The European Union expressed concern on Tuesday at the state of political and religious freedom in Sri Lanka after a deadly army crackdown on a protest and the vandalising of a mosque.
The EU urged Sri Lanka to ensure speedy investigations into an August 1 incident during which soldiers fired on locals protesting at the contamination of water in their village outside Colombo, killing three people.
A statement also noted the August 10 attack on a mosque by a Buddhist mob which followed a "number of other attacks on mosques and churches" in recent months.
"The right to freedom of peaceful assembly and the right to freedom of worship are fundamental to democratic societies and should be protected by the state," the EU statement said.
Some 50 locals were wounded when the army fired on unarmed civilians protesting at the pollution of ground water supplies, allegedly by a factory discharging chemicals.
Muslim leaders have accused police of failing to stop a Buddhist mob attacking a mosque in a Colombo neighbourhood last Saturday.
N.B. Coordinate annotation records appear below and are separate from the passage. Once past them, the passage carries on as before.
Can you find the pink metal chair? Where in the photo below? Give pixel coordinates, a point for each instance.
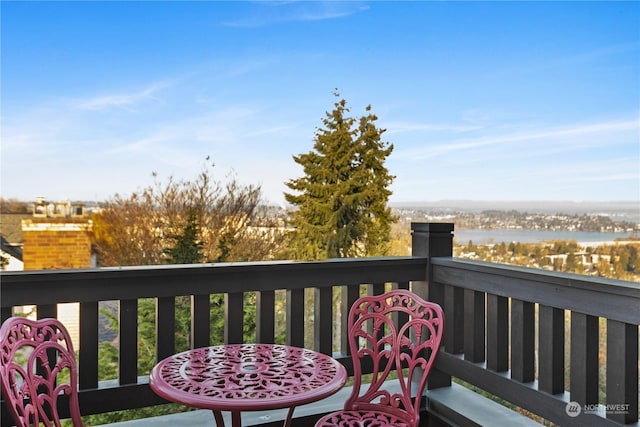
(33, 354)
(406, 349)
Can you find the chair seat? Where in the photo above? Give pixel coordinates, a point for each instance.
(361, 419)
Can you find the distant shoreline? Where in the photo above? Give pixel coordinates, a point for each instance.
(584, 238)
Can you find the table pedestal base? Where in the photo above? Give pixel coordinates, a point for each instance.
(236, 421)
The US embassy in Colombo expressed concern at that incident and urged authorities to prosecute those responsible.
The unrest comes ahead of a visit to the island this month by UN human rights chief Navi Pillay, who has demanded an international probe into alleged war crimes by Sri Lankan forces during the final stages of a war against Tamil rebels in 2009.
The European Union has already withdrawn preferential trade concessions after accusing the government of failing to keep its promises to improve its human rights record.
Seventy percent of Sri Lanka's 20 million people are Buddhists, while Muslims make up just under 10 percent.